[Bug 184340] PATH_MAX not interoperable with Linux

bugzilla-noreply at freebsd.org bugzilla-noreply at freebsd.org
Sun May 22 22:03:04 UTC 2016


https://bugs.freebsd.org/bugzilla/show_bug.cgi?id=184340

--- Comment #6 from Niall Douglas <s_bugzilla at nedprod.com> ---
(In reply to Jilles Tjoelker from comment #5)

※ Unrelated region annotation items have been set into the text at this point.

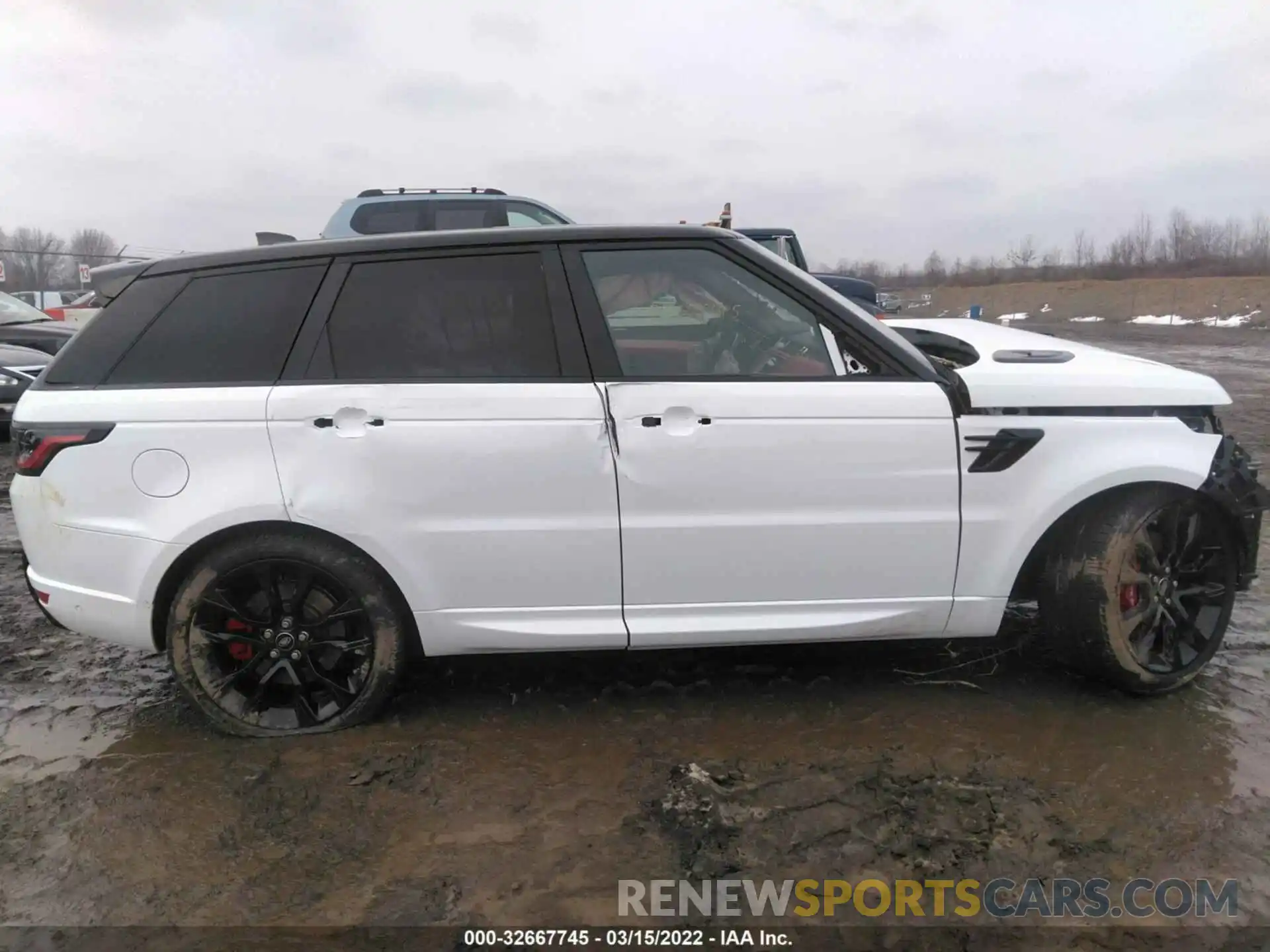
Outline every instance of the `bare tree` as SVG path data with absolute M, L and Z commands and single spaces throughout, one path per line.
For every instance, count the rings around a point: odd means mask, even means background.
M 1260 274 L 1270 272 L 1270 218 L 1257 215 L 1252 220 L 1252 232 L 1248 235 L 1248 258 L 1252 268 Z
M 1138 216 L 1138 222 L 1133 226 L 1132 248 L 1133 264 L 1146 268 L 1151 260 L 1151 246 L 1156 240 L 1156 226 L 1151 216 L 1143 212 Z
M 1233 217 L 1227 218 L 1222 239 L 1222 244 L 1224 245 L 1223 258 L 1226 258 L 1227 263 L 1234 264 L 1243 254 L 1243 222 Z
M 1107 245 L 1107 264 L 1118 270 L 1133 267 L 1134 248 L 1133 232 L 1121 235 Z
M 51 231 L 18 228 L 4 246 L 13 249 L 5 260 L 5 270 L 13 269 L 5 287 L 14 291 L 43 291 L 65 269 L 61 253 L 66 242 Z
M 1058 277 L 1057 272 L 1063 267 L 1063 249 L 1052 248 L 1040 256 L 1040 279 L 1052 281 Z
M 1025 235 L 1017 245 L 1011 245 L 1006 258 L 1015 268 L 1031 268 L 1031 263 L 1036 259 L 1036 244 L 1033 236 Z
M 67 250 L 79 264 L 107 264 L 114 260 L 119 245 L 113 237 L 99 228 L 81 228 L 71 235 Z
M 1076 265 L 1077 270 L 1088 268 L 1093 264 L 1095 254 L 1093 239 L 1086 234 L 1085 228 L 1081 228 L 1072 239 L 1072 264 Z
M 944 259 L 940 256 L 939 251 L 931 251 L 926 259 L 926 264 L 922 267 L 926 273 L 926 283 L 930 286 L 942 284 L 944 279 L 947 277 L 947 269 L 944 267 Z
M 1168 253 L 1173 261 L 1181 263 L 1190 255 L 1193 227 L 1186 212 L 1173 208 L 1168 216 Z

I appreciate the detail in your reply. However, this is not a code development
problem - as you mention, openat() is the correct solution to programming long
paths. Rather it's a user problem - we are stuck with software written by
others which was designed around a Linux PATH_MAX of 4096. Being that we cannot
rewrite all this software to not be so stupid, it generates substantial gotchas
for end users.

In terms of how to refactor the BSD kernel to handle this, I believe NT simply
uses dynamic memory allocation for all paths, and therefore the 64Kb path limit
is tractable except when frequently modifying paths as the win32 layer likes to
do. An ideal solution for BSD would be some sort of variant storage which could
be either 256 bytes of path or a dynamic memory allocation to a path. Perhaps a
zero length path could mean "pointer to a dynamically allocated path follows",
so something like:

union
{
  char path[256];        // for paths < 255
  struct
  {
    char _zero;             // lowest byte in memory is zero
    char _magic;            // magic marker byte to detect unioned path
    unsigned short length;  // length of path
    char *path;             // dynamically allocated pointer to path
  };
};

Anyway, I'm no expert in the BSD kernel, but I would find it nice to not have
to install ZFS on Linux just so I can zfs snapshot the volume onto FreeBSD as
my sole method of working around the BSD PATH_MAX limit.